Asset impairment in '19 = preparing 961 million dollars for bad debt+preparing for a fall in inventory price of 135 million+loss of goodwill impairment of 1,656 million = 2,751 million. Apart from goodwill, the company's bad debt reserves in '19 were large, accounting for 35% of asset impairment preparations in '19. A small number were traditional audio and video customers, mostly customers in the film and television content production sector. At the end of the year 20, more films and television productions were launched. It is expected that the company's bad debt preparations may be partially recovered. The remaining accounts receivable of the 20H1 company are about 2.2 billion, and the company will strengthen collection of funds in the future.

Investment advice: By binding to Xiaomi, the value of the HuaTV network cluster industry chain will be highlighted, and the purchase rating will be maintained.

The company's copyright business was affected by the release of theatrical movies.
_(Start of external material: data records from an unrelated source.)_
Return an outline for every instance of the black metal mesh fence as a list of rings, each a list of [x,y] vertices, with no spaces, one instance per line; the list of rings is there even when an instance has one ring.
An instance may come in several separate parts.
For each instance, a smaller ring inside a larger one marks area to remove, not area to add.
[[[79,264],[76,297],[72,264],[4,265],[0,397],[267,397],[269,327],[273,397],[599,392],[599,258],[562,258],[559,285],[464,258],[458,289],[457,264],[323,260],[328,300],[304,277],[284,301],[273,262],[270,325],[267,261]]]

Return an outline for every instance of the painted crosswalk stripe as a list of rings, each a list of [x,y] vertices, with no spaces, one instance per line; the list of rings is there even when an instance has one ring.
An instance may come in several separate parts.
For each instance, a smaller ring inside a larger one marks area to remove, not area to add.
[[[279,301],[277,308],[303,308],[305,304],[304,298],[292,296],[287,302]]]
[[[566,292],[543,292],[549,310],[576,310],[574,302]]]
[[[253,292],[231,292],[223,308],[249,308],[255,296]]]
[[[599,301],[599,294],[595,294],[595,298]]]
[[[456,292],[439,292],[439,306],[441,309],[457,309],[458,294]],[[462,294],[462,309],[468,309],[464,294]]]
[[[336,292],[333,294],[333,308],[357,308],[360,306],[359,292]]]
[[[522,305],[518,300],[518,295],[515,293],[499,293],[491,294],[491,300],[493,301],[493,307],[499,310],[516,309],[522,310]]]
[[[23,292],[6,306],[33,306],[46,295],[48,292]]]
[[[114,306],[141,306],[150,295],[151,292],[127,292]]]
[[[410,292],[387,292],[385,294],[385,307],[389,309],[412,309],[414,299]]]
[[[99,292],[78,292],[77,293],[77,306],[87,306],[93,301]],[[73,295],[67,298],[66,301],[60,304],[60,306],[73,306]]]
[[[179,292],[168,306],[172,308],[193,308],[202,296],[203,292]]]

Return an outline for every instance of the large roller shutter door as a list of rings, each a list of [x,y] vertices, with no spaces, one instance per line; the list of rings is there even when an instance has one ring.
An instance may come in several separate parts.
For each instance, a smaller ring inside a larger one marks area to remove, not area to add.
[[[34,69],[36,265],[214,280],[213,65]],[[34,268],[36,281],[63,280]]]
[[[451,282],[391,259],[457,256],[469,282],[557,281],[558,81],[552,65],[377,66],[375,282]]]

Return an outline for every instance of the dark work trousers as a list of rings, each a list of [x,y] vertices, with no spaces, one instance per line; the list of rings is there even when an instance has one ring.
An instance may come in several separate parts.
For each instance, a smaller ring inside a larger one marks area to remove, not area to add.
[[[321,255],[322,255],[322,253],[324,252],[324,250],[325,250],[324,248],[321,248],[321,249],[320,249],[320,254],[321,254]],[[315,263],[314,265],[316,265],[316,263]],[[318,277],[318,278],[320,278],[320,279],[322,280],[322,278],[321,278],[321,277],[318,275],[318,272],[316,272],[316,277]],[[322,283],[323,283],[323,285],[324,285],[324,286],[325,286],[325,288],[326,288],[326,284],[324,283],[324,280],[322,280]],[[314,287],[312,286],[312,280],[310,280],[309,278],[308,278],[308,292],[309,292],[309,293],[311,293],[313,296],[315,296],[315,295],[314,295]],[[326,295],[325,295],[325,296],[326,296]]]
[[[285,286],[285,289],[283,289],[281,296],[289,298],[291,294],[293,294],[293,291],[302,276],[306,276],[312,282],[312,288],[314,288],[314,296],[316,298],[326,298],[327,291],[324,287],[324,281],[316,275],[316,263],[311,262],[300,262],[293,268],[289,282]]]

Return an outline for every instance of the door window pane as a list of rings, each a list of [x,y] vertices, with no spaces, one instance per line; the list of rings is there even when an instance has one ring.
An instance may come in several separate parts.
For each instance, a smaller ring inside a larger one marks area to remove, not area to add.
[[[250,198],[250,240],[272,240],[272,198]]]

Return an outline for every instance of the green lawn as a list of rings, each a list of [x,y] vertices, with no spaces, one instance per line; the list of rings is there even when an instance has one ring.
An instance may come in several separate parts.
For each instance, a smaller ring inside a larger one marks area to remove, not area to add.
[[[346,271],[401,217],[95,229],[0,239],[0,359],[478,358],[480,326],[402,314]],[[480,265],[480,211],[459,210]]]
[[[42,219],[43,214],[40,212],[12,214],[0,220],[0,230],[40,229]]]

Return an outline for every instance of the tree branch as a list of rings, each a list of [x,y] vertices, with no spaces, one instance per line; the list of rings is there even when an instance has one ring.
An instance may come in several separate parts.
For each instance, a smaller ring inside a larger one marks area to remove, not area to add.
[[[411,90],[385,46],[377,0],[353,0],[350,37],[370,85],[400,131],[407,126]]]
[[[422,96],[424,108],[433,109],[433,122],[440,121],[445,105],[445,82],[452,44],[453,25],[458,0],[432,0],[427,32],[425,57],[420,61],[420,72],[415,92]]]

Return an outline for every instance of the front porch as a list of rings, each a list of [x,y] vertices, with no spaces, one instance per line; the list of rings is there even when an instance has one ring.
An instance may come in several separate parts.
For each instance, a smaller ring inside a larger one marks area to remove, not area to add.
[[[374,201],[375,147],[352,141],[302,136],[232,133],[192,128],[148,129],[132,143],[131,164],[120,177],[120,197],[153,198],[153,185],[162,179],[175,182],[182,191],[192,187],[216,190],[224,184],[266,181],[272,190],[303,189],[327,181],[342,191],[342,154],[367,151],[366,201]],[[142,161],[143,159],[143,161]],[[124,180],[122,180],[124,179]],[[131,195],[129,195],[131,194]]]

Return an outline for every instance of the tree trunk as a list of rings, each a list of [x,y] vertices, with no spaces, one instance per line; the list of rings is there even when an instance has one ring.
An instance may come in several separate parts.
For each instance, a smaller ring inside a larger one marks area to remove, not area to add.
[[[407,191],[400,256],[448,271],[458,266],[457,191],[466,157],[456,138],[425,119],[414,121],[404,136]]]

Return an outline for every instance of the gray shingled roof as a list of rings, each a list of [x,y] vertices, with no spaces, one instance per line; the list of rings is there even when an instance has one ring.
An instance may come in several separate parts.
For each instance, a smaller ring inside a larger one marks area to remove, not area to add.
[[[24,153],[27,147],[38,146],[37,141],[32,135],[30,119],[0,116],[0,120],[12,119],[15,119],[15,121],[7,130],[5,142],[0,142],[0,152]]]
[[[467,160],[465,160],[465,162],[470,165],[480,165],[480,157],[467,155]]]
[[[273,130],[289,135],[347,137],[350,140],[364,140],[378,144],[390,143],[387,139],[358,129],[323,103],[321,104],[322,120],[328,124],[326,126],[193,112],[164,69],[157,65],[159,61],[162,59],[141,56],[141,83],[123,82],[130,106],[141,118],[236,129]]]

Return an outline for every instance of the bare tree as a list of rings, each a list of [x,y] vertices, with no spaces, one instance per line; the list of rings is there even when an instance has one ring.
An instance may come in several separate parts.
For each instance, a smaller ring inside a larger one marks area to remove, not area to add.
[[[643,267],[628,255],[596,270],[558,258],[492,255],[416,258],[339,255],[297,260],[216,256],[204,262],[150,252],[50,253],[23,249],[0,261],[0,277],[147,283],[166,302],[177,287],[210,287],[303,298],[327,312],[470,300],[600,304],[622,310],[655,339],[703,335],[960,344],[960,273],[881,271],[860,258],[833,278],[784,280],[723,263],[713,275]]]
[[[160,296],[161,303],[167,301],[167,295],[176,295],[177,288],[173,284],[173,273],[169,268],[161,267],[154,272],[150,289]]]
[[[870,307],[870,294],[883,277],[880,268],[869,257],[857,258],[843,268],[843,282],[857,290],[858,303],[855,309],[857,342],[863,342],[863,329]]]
Orders related to audio and video technology were delayed, and the deep binding with Xiaomi had a significant positive effect on the company from the perspective of financial support and business cooperation. We expect the company's net profit to be 4.42/691/843 million in 20-22, the company's EPS for 20-22 was 0.17/0.27/0.33 yuan, and the corresponding PE was 36/23/19x. Taking into account that the company is currently still in a relatively low position, the pledge rate is declining, the fixed increase is expected to be implemented, positive signals in various categories are improving, and the buying rating is maintained.

Risk warning

The fixed increase plan has not yet been reviewed and approved by the Securities Regulatory Commission; the impact of the epidemic continues to drag down the company's annual performance; the risk of accounts receivable recovery; and the risk of intellectual property protection.

The translation is provided by third-party software.